Naomi Klein, 'green' advocate, is one of the top influential environmental critics and academic activists today, which you can search on her if you wish. She has immense influence in some spheres of society. I find it interesting how she is one not afraid to talk about her feelings, especially as a mom of a seven year old child. Yet in this recent article "How I Get It Done: Writer and Activist Naomi Klein" (Oct. 14, 2019) she talks about the importance of bringing more over grief and rage into her public talks and educational practice. She also puzzles about how to do that. She declares the oppression women in public positions have and to be successful they often learned to be "calm" in their challenges to the males in power and in our institutions, in order to gain their approval and gain power in positions of economic gain for themselves professionally. However, with the severity of the climate crisis, Klein is reconsidering and wants to be more fierce, even if it brings up people's fear of her and what she is talking about. Admirable as that desire is, I question her defense for herself in this Oct. 14th article where she says: "I truly don't give a shit [anymore] whether I'm taken seriously by people I don't respect." (p. 1) OKAY, but what Klein is not admitting is that she is stirring up fear, if not terror, by her teachings and actions. Can she justify ethically "I truly don't give a shit..." raising such fear and terror that she does and that climate change debates arise? Is she going to be that heartless? Cold? Sober? towards her 'enemies' (e.g., those that may not respect her, but also those who are terrified of her?)... big questions, with ethical import and more so they are big questions that relate to fear management/education in the 21st century (my 'baby')...
Klein has led often the populist "feelings" (perception) of an absolute "emergency time" (seemingly a neurotic relationship to linear time) frame to overall existence. This is very common amongst environmentalists and now especially the climate activists. Some of which is rational and some which I find is irrational and not helpful to create a truly educative environment of learning. With the neurotic (obsessive, fetish) re: time, people like Klein are prone to propaganda pedagogies because of the way they manage fear-- that is, manage terror/time/mortality/extinction. In the Oct. 14th article she also says "I don't want to be out there [in public as an environmental or climate activist] making people terrified of nature." And, I think this is quite a problematic positioning she has put herself into because nature is also the future, and both are under massive assaults today due to global warming phenomena amongst other ecological crises of grandeur proportion. Thus eco-anxeity, eco-fear, eco-terror, call it what you will cannot be avoided. The question remains as to how Klein and others are going to deal with their need to express grief and rage as activists because of the way things are and the way the power institutions and people players are not acting fast enough and strong enough to the crisis (i.e., the eco- "emergency").
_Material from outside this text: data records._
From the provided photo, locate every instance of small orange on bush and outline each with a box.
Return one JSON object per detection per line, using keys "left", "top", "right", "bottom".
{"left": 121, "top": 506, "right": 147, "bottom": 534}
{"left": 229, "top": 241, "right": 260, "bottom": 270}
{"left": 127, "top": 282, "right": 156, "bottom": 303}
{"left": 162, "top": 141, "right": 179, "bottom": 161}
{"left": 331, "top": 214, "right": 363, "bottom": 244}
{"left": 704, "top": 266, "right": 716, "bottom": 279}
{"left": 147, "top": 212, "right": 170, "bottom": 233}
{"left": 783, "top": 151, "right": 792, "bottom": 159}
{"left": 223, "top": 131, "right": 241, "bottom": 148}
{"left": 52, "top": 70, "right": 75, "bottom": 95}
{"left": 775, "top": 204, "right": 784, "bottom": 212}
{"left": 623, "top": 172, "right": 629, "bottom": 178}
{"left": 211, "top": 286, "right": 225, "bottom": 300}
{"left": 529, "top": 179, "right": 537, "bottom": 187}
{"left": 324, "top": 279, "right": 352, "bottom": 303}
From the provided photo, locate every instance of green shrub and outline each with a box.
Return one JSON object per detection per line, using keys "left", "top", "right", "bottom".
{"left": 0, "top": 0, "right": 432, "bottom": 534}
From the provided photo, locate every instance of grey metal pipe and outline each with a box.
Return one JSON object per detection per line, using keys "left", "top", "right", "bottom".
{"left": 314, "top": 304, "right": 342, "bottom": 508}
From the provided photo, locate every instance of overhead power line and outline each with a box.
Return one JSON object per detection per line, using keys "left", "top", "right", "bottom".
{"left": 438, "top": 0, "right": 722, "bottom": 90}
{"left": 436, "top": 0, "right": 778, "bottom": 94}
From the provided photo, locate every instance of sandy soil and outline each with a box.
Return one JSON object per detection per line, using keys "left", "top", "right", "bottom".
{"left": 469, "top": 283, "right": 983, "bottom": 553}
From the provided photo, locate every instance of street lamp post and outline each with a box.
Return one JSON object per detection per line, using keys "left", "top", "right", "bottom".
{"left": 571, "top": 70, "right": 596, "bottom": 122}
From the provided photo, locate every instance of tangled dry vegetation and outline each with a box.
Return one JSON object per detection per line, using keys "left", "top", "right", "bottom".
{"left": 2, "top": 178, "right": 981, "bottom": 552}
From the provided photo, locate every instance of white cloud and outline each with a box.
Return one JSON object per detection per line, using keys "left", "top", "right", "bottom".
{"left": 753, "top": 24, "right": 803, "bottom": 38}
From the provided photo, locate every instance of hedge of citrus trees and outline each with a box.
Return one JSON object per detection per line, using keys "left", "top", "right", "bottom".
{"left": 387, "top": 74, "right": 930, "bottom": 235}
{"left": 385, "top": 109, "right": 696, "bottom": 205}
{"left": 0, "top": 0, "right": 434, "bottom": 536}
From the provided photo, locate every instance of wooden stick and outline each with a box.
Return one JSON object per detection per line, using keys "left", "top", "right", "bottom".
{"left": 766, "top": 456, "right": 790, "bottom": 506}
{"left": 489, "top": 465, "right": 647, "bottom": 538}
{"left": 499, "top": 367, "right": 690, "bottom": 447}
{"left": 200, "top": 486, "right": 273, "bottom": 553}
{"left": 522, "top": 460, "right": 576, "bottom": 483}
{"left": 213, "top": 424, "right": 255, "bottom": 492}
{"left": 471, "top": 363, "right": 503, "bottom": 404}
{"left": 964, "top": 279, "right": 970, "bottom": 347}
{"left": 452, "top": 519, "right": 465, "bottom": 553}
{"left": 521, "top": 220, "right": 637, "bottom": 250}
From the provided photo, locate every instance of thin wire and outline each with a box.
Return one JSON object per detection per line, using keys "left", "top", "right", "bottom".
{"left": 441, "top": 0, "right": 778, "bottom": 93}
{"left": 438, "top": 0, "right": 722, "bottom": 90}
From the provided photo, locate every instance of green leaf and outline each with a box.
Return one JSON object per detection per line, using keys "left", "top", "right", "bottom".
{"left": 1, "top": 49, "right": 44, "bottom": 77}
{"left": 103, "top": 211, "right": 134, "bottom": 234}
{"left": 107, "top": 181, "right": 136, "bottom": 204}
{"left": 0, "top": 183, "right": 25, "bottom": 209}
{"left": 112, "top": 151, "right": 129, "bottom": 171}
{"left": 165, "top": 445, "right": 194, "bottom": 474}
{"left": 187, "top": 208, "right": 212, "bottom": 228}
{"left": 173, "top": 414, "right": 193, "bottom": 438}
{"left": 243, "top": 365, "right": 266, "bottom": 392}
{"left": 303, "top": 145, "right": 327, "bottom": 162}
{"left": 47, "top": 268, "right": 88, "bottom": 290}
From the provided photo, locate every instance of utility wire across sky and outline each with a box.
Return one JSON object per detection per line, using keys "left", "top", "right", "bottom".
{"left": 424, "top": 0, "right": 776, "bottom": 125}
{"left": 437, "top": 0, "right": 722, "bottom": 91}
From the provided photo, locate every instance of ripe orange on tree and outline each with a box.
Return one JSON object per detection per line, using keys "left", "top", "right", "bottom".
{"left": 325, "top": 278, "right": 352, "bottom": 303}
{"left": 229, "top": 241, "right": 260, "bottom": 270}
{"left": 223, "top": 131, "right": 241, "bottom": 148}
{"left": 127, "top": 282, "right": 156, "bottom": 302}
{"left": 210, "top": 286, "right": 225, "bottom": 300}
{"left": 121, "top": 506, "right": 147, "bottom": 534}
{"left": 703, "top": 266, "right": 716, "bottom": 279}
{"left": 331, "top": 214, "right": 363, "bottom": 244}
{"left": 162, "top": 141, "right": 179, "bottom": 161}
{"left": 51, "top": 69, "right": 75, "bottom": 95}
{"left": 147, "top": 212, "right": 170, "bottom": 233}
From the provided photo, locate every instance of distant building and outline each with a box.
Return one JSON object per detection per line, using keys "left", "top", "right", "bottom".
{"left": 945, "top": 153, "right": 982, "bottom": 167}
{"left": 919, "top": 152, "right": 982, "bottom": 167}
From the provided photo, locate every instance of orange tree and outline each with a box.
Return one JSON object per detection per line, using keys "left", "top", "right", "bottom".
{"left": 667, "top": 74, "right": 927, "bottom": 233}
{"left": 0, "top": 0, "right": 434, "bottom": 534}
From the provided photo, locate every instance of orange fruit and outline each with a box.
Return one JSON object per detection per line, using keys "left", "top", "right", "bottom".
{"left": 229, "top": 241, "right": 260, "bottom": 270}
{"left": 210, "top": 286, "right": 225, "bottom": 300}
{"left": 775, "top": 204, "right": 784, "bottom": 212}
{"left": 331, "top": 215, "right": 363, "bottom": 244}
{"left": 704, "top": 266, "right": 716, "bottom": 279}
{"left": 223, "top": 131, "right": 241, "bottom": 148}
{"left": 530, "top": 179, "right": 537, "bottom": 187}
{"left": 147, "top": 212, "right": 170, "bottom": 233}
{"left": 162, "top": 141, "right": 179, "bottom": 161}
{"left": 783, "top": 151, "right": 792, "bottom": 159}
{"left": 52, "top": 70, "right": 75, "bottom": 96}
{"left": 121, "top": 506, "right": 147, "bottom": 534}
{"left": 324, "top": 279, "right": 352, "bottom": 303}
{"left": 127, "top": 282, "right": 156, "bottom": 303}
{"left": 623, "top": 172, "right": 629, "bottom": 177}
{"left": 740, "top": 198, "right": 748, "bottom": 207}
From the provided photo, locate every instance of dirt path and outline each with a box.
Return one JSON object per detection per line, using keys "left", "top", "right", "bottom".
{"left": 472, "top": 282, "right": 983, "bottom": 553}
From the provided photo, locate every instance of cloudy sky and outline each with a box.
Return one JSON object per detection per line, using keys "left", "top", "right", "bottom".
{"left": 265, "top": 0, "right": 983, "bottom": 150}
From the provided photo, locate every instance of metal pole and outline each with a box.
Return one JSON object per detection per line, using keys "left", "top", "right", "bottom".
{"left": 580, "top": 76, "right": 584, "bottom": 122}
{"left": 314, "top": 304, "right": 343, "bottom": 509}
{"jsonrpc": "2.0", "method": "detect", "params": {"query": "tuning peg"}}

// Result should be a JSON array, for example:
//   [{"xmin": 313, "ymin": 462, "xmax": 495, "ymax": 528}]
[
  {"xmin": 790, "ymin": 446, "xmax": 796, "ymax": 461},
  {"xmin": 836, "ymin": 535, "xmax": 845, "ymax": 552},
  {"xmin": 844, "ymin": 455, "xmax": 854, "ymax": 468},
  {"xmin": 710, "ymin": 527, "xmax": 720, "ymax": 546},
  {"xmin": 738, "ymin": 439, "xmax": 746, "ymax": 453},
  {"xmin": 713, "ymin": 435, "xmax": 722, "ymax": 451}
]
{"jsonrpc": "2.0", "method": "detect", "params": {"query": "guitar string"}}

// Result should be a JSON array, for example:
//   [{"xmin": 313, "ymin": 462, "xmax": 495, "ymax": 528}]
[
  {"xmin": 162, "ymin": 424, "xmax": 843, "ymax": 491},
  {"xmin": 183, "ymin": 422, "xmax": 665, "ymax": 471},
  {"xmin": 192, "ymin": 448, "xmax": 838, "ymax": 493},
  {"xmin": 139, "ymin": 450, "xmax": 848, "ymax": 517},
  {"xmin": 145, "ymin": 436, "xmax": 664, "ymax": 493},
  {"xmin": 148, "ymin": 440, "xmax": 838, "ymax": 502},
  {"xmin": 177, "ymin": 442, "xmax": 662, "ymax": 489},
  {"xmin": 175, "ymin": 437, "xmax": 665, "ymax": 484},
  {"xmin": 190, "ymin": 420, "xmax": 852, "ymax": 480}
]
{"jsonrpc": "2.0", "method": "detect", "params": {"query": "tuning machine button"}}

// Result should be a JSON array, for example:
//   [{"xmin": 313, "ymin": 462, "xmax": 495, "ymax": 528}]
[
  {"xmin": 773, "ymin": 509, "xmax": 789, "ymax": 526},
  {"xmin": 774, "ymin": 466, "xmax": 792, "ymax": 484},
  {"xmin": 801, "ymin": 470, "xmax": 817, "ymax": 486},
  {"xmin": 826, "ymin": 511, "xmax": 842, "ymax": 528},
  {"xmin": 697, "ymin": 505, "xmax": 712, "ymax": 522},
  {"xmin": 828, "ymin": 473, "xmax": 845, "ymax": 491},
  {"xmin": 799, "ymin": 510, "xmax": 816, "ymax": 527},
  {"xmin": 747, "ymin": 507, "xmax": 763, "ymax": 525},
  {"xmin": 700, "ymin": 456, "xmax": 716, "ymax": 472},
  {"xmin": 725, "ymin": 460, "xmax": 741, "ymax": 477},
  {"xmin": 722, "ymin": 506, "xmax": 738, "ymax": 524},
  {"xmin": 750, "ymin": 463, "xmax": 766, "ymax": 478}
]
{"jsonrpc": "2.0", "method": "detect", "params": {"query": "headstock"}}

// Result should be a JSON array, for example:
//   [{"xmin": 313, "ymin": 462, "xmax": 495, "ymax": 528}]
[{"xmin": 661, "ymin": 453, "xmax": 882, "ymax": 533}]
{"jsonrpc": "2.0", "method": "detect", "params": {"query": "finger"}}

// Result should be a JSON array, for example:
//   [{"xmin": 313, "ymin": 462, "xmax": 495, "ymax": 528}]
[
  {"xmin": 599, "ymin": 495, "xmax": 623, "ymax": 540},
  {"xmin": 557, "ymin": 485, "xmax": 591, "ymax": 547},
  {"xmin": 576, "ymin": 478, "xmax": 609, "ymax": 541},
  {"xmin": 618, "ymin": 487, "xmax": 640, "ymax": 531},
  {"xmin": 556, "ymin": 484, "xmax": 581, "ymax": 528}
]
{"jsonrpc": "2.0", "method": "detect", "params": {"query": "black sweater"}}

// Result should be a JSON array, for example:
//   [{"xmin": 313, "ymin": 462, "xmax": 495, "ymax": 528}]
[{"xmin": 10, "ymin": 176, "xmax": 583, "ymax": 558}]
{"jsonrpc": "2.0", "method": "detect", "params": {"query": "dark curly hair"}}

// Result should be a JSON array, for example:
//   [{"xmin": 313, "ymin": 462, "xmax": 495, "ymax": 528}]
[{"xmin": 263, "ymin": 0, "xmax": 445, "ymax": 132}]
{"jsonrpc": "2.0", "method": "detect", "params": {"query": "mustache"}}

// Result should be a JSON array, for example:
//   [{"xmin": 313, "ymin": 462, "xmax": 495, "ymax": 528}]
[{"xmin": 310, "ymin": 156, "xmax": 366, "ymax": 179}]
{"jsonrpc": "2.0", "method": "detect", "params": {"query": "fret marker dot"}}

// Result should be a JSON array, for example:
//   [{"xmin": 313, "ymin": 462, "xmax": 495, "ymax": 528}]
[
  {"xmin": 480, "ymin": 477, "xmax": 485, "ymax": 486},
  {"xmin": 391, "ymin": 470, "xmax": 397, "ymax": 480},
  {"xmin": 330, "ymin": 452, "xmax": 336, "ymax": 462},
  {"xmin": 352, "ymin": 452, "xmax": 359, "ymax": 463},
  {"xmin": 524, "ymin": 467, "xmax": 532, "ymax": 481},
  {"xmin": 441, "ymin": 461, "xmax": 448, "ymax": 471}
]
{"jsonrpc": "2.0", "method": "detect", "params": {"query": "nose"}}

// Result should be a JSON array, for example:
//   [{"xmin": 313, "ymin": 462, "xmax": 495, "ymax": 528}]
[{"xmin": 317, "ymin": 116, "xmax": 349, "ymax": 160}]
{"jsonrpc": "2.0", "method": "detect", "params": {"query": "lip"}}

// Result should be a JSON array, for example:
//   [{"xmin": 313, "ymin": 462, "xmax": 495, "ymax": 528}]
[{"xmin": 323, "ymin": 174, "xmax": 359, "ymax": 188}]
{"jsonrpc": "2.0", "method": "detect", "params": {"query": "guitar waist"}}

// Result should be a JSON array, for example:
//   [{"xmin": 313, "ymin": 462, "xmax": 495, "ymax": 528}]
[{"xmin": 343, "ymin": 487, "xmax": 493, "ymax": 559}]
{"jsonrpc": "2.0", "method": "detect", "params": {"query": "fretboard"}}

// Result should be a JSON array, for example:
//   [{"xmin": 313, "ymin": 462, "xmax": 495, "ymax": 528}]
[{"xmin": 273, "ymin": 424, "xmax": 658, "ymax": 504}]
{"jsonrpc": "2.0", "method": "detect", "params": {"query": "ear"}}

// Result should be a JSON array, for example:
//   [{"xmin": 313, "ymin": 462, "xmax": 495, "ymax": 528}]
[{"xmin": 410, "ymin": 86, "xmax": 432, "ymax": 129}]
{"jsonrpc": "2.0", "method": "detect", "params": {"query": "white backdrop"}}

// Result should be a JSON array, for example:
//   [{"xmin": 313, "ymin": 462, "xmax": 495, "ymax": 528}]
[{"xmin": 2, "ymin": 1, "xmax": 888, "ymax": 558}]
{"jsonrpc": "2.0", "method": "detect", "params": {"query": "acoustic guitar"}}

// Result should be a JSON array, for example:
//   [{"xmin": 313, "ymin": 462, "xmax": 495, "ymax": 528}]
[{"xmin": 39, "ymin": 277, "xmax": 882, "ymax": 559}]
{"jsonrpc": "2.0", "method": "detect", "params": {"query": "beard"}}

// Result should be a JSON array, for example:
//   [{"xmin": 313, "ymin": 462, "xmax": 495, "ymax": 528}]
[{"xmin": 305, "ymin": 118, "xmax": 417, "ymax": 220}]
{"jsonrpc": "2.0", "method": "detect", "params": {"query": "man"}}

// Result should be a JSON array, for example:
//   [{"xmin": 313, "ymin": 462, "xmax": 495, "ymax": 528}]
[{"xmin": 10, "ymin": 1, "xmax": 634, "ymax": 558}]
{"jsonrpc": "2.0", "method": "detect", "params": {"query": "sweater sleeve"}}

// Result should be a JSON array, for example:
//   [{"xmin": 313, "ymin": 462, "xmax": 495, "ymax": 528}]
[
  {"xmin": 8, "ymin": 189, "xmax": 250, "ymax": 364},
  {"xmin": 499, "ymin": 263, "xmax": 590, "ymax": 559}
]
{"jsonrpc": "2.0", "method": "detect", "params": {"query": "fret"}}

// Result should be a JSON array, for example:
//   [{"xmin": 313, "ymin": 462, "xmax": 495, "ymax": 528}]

Her few times she ventures into writing about fear management (e.g., in her book "This Changes Everything") I find are quite simplistic and she doesn't give her readers more than usually her own opinion how to handle eco-fear. I wonder if she is too terrified herself to expand her fear imaginary and her fear management/education? I wonder if most all environmental activists fall into this narrowed way of thinking about the core of the problem that is taking humanity towards and over the cliff--the Fear Problem. Klein and her compatriots typically have no interest in or awareness of a meta-theory of fear and fearlessness.